A team of scientists from Australia, Argentina and Chile have taken a crack at the riddle, the journal Nature Communications reported on Tuesday.

They teased ancient DNA out of museum specimens of Dusicyon australis and compared it with the genetic code of a similar-sized extinct mainland canine, the South American manned wolf (Dusicyon avus).

The two species have almost identical genomes, and the chronology indicates that they diverged only during the last Ice Age, which ended some 10 000 to 20 000 years ago, the scientists found.

At that time, global sea levels were far lower than today, and the coastline of what is now southern Argentina and the eastern tip of Chile stretched much farther into the ice-bound South Atlantic.

"The Falkland Islands wolf colonised via a narrow, shallow marine strait, potentially while it was frozen over," the study suggests.

After becoming established, the wolf became isolated when the Ice Age ended and sea levels rose, turning this distant spur of land into an archipelago.

By the time Darwin saw it, the wolf was being ruthlessly hunted for its fur and to protect livestock.

Semi-tame, it would come trustingly to ranchers who would hold out a piece of meat in one hand and a knife in the other with which to stab it.

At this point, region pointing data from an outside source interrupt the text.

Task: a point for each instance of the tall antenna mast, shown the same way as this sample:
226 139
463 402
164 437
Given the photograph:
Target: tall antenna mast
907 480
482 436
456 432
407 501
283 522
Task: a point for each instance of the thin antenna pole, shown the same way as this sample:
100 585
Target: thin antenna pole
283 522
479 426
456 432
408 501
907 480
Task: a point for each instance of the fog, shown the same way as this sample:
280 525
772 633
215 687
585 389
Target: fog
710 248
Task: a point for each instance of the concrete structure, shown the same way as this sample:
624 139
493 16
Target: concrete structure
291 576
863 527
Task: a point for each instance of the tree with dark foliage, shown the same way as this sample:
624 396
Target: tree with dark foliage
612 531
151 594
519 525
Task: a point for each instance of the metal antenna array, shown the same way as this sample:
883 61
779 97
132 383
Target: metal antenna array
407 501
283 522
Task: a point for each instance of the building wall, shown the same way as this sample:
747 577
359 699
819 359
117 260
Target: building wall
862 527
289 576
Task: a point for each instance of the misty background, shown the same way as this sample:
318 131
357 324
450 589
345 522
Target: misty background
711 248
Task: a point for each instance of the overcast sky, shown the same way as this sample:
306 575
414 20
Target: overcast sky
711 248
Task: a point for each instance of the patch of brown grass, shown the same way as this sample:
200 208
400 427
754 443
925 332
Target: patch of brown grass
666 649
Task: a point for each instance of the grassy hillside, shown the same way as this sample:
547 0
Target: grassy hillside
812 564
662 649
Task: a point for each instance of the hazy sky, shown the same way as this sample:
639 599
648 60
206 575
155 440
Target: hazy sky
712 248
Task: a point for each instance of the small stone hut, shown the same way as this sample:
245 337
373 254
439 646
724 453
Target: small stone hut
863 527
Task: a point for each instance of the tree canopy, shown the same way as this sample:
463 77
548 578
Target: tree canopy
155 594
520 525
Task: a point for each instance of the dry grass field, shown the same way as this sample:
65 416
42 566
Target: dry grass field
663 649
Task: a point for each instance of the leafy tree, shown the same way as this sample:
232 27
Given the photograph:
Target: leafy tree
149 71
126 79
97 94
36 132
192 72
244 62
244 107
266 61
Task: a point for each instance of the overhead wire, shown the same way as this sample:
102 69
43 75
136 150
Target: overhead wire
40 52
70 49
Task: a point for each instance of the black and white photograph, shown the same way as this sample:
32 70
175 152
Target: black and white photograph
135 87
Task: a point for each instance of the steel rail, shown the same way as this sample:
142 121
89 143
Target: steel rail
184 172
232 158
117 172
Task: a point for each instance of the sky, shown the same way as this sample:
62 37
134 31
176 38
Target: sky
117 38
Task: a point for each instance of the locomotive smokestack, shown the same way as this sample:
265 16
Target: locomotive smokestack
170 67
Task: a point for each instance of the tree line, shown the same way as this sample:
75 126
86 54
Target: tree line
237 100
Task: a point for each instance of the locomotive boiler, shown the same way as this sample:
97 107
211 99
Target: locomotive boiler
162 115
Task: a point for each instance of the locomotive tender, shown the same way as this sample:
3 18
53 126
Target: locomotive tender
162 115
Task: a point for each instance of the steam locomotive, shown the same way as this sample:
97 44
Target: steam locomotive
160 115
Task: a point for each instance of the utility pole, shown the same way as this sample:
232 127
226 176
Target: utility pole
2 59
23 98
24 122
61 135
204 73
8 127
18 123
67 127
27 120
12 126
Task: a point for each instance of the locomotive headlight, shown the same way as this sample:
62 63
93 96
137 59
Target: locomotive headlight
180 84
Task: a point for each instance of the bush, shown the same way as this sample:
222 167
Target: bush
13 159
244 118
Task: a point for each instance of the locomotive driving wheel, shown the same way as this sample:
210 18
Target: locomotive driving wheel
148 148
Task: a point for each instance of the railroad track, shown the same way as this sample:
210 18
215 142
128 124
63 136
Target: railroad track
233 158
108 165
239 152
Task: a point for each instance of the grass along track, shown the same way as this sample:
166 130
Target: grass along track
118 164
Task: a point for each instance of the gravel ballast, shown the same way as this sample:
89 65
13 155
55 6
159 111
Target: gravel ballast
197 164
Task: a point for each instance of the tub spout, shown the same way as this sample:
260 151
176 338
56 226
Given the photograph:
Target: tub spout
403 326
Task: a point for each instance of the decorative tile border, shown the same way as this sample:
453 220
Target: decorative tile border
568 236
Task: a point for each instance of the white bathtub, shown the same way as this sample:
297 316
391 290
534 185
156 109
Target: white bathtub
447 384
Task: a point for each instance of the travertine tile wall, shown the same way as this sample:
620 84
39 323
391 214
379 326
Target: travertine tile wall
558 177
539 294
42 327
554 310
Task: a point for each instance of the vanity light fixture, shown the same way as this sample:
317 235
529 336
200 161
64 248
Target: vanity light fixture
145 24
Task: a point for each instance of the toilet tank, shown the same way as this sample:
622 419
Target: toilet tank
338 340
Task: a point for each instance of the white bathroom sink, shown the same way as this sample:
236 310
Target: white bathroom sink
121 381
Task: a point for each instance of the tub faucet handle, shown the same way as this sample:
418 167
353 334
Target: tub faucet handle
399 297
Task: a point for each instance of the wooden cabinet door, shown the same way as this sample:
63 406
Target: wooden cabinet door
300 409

"Within a very few years after these islands shall have become regularly settled, in all probability this fox will be classed with the dodo, as an animal which has perished from the face of the Earth," the great naturalist had written.

Within four decades, his prediction had become true.

The species was wiped out in the wild in 1876, and two wolves that were shipped to London as curiosities died without offspring.